Der „Erfolg“ dieses Zirkelschlusses ist heute an jeder Uni und in jeder Fernsehsendung zu begutachten. Sie sind besetztes Gelände. Die Linken hatten ihre neulinke metapolitische Kulturrevolution. Die Rechten hatten nichts dergleichen und verloren alles.
Zeitungen wie die Junge Freiheit, Zeitschriften wie die Sezession, Institute wie das IfS und Bewegungen wie die Identitäre Bewegung waren die einzigen, die sich dem Dualismus „ideologiebefreite Realpolitik vs. realitätsbefreite Ideologie“ verweigerten und versuchten, neurechte Metapolitik zu betreiben.
Die Vorwehen eines neuen politischen Klimas sind auch ihr Verdienst und ihr Erfolg. Sie werden auch die Orte der Entscheidung für die Frage der Trennlinie sein. Es ist wie immer die Schmittsche Frage nach dem Gegner und der eigenen Gestalt. Werden sie sich nach klaren inhaltlichen Fragen sammeln und abgrenzen? Oder werden sie sich nach bloß formalen und opportunistischen Fragen zergliedern?
In den nächsten fünf Jahren entscheidet sich neben der notwendigen metapolitischen Wende, die keineswegs ausgemacht, aber doch sehr wahrscheinlich ist, ob mit ihr auch die multikulturelle linke Hegemonie abgelöst werden kann. Dazu muß ein „organischer Block“ an neurechten Idealisten und Realisten – im „Wie“ getrennt, aber im „Warum“ vereint – die unverzichtbaren Ideen in die Mitte der Gesellschaft tragen. Das bedeutet weder „Don’t punch right“ noch „Distanzeritis“.

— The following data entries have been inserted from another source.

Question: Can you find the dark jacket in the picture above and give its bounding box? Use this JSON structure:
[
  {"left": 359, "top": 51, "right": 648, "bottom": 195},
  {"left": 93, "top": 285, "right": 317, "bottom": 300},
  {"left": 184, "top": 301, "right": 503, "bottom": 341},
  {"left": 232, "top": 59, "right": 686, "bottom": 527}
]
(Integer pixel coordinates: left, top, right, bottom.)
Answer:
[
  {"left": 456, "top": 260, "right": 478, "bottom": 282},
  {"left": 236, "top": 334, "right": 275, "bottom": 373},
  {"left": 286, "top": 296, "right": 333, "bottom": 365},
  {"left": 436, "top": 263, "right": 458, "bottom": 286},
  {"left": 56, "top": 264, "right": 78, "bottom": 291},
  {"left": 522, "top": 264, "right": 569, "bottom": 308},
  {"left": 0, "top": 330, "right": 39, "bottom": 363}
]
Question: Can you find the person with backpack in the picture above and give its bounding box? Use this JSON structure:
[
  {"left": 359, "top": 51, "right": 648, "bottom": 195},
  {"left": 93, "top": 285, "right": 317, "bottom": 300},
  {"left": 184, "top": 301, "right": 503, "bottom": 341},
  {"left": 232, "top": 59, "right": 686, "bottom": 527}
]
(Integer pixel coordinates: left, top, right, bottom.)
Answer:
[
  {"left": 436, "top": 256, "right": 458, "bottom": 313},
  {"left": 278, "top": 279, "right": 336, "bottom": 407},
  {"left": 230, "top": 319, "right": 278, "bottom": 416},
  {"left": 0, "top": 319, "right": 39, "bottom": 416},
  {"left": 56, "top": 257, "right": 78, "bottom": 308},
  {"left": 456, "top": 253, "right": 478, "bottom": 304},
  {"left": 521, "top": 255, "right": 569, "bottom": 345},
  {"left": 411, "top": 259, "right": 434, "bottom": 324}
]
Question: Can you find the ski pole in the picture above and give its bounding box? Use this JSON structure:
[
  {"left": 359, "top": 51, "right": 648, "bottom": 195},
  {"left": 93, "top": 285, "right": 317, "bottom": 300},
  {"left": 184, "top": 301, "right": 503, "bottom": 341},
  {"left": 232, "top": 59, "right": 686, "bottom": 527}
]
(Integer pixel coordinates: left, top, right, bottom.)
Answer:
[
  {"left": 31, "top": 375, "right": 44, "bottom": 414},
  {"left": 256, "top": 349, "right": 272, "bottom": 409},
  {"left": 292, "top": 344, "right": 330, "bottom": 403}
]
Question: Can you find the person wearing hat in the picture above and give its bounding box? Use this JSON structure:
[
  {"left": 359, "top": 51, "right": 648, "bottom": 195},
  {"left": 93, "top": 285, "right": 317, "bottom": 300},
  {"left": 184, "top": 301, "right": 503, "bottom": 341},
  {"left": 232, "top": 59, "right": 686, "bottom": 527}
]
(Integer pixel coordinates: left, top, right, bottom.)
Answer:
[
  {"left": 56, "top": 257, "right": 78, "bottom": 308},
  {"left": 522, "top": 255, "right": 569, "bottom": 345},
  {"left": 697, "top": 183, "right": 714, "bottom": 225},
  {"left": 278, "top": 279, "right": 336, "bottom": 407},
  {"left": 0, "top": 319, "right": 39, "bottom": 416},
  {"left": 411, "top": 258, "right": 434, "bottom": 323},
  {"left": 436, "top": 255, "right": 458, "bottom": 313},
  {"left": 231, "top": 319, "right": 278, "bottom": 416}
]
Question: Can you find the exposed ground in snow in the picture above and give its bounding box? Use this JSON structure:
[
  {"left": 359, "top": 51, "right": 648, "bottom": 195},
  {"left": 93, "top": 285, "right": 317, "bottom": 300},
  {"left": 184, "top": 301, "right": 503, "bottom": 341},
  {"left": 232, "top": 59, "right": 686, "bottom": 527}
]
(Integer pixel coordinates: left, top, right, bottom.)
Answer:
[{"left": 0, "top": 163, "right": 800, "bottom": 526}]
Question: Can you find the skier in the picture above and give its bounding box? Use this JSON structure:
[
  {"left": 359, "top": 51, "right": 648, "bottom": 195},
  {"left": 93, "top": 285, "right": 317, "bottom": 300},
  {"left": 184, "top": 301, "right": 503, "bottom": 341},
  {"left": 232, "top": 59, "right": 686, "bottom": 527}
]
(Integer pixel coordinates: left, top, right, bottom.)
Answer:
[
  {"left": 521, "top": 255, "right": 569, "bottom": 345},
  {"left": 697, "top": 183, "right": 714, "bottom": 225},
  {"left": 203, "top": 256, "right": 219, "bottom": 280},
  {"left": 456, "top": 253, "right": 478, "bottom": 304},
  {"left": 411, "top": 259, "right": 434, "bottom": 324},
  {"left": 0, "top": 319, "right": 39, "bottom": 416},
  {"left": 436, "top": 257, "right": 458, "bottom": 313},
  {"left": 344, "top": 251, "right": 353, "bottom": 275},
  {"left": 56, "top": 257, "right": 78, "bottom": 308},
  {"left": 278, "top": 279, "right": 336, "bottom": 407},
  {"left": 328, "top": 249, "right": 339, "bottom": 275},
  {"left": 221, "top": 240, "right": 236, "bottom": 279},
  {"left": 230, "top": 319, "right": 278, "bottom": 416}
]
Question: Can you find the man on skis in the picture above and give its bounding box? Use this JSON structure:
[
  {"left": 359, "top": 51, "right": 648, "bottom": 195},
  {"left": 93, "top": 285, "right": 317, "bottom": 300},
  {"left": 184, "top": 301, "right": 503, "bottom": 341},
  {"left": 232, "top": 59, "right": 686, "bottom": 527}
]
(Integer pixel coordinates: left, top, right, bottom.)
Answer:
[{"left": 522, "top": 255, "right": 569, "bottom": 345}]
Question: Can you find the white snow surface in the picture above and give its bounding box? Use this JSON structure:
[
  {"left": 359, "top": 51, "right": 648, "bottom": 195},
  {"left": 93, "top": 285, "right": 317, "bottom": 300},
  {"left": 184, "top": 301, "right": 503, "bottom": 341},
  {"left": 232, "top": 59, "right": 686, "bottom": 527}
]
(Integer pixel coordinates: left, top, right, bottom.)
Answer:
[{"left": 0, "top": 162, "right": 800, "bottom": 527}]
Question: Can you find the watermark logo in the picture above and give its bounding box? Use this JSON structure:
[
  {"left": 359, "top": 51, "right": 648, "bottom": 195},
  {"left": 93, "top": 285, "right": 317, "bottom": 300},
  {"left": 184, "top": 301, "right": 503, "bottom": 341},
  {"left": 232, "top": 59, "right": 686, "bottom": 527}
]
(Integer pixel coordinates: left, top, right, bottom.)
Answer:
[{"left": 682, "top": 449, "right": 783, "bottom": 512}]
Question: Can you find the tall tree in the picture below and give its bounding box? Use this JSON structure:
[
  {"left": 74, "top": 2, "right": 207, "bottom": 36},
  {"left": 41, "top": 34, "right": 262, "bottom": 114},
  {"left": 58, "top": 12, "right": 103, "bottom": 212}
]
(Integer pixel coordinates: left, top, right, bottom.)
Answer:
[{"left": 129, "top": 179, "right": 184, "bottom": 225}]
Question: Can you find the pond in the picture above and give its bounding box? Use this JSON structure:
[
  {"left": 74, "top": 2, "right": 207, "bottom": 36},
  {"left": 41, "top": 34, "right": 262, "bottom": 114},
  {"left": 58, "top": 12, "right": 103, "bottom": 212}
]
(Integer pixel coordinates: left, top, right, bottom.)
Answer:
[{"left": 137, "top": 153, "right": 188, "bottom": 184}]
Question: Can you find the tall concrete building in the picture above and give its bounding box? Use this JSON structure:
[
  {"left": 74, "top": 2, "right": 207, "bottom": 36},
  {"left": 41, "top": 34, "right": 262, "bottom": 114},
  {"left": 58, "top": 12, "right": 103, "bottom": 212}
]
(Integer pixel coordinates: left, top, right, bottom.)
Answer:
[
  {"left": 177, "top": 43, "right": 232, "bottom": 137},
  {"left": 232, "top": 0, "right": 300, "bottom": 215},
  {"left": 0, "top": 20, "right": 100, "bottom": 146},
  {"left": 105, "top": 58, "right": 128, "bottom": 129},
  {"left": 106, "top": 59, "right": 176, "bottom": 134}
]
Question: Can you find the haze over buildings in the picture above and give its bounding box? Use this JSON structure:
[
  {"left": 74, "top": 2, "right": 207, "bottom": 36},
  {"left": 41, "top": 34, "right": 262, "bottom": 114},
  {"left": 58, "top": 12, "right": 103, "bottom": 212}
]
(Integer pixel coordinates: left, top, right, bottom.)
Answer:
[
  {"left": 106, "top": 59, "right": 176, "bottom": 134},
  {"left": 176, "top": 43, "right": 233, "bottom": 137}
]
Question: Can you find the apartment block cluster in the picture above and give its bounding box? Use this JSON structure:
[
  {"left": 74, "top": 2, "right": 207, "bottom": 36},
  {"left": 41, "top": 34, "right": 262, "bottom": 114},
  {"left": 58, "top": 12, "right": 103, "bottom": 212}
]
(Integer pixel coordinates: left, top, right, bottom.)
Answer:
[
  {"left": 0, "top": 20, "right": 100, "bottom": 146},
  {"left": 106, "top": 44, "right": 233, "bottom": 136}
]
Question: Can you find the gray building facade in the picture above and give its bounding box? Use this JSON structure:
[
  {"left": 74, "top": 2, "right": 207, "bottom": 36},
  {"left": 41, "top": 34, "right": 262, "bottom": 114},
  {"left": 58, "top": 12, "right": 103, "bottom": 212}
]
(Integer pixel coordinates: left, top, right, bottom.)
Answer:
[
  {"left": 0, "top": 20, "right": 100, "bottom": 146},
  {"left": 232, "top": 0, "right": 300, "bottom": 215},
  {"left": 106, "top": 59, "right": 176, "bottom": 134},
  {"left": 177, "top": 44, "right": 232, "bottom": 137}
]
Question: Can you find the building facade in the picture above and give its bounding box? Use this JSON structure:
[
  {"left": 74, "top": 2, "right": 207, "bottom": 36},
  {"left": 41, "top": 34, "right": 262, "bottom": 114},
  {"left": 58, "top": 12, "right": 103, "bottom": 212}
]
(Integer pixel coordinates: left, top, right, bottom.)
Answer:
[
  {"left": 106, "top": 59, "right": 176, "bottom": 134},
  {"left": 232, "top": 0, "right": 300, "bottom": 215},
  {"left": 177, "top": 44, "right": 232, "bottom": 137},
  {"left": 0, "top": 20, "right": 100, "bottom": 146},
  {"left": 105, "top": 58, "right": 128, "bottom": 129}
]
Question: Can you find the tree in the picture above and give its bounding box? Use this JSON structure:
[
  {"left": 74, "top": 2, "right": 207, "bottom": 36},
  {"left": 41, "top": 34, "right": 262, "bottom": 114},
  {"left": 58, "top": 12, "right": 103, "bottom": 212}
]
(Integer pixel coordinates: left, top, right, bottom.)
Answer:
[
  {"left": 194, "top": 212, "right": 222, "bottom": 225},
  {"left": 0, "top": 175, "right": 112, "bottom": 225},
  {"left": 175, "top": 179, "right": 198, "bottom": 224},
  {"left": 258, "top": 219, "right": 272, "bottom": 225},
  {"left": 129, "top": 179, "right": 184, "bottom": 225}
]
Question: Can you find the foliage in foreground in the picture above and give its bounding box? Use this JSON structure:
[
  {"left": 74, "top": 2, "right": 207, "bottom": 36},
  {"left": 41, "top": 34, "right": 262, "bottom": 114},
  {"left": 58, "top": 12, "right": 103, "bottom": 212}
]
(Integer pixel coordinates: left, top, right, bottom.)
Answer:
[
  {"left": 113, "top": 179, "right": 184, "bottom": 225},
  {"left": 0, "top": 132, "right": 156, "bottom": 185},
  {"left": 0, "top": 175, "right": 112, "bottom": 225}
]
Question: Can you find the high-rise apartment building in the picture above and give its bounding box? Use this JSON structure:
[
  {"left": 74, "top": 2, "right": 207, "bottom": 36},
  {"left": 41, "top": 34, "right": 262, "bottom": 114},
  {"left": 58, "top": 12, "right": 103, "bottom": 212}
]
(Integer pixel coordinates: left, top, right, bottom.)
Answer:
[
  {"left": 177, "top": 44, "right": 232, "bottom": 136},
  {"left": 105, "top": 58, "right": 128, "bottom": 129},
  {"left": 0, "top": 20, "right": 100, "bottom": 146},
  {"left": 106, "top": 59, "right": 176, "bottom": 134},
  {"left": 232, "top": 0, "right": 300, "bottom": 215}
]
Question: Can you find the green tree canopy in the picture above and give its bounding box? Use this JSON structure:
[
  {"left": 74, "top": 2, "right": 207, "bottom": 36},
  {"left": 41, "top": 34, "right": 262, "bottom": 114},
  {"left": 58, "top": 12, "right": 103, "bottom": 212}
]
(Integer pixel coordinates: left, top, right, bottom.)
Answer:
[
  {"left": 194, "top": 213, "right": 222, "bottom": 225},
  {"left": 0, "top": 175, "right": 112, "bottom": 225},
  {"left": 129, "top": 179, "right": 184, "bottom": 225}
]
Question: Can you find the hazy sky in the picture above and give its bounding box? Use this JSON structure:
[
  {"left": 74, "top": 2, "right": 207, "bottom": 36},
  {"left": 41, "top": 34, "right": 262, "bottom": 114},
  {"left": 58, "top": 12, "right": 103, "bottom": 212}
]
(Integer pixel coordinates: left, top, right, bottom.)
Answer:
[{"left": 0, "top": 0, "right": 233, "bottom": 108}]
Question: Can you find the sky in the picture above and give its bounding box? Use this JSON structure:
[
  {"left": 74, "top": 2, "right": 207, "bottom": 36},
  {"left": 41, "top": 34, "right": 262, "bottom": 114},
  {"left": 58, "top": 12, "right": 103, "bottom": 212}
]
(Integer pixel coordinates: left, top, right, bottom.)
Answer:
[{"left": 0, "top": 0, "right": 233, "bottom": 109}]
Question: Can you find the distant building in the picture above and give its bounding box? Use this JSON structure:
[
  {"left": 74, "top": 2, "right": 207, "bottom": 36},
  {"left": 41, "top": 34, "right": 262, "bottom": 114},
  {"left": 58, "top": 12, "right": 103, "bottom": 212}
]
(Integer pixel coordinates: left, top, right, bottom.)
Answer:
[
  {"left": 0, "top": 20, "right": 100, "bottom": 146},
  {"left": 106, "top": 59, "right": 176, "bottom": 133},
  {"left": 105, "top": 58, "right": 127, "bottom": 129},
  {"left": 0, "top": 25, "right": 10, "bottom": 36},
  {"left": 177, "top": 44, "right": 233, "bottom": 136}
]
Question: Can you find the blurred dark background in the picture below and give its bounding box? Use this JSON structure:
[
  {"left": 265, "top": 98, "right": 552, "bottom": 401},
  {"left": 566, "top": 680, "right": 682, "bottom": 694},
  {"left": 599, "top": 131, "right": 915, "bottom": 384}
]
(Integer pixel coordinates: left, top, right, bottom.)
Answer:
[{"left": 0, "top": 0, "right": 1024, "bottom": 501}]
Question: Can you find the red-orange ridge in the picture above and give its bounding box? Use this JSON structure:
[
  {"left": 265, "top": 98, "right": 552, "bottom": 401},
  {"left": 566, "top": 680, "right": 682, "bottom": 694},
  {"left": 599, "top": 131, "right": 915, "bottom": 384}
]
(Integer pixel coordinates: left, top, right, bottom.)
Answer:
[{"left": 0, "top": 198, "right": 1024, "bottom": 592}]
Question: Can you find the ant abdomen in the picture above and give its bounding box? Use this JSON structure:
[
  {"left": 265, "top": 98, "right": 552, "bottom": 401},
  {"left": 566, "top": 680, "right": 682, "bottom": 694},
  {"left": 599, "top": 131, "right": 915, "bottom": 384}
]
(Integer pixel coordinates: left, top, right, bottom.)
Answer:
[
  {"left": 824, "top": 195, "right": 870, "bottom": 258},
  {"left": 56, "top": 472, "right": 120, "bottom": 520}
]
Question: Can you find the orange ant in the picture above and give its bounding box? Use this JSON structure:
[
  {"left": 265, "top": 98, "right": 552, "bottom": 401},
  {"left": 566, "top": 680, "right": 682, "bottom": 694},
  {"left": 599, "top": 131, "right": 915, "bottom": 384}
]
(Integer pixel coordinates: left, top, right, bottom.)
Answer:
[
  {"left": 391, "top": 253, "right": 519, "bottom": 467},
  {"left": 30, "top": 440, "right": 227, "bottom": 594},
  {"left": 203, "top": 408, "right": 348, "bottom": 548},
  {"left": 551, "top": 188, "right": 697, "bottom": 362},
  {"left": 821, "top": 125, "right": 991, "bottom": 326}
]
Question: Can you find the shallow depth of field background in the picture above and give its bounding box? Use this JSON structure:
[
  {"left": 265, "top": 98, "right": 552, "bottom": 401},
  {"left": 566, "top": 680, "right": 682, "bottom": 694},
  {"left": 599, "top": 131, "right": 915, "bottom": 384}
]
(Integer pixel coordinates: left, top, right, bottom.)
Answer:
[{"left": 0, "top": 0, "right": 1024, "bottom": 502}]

Öffentliche Distanzierungen von konkreten Gruppen und Personen sollten möglichst vermieden werden. Im Vordergrund sollte eine kämpferische Positionierung, also eine klare Behauptung weltanschaulicher Grundsätze stehen.
Distanz muß inhaltlich und weltanschaulich sichtbar und darf nicht strategisch oder taktisch begründet sein. Das könnte eine Faustregel für diesen entscheidenden Moment des Übergangs werden, und genau auf diese inhaltliche Rechtfertigung sollte jeder Distanzierer festgenagelt werden.
Die Auslegung von Ideen und Begriffen wie Herkunft, Volk, Identität, Staat, Migration etc. darf weder altrechten Rassisten noch opportunistischen Verfassungspatrioten überlassen werden. Wir können an der eigenen Stärke arbeiten, klarstellen, was wir sind und was wir nicht sind. Am Ende liegt es aber auch an den politischen Realos, ob sie ihre Grenzen anhand von inhaltlichen Fragen und Eigendefinitionen oder nach den Zuschreibungen der öffentlichen Meinung ziehen.
Doch wir können es ihnen auch unnötig schwermachen, der opportunistischen Distanzierung zu widerstehen. Klare Bekenntnisse, klare Demarkationslinien und eine klar definierte Linie; Dynamik, wo es geht, und Breschen, wo es not tut – nur das bringt die Neue Rechte durch die Firewall der Political Correctness.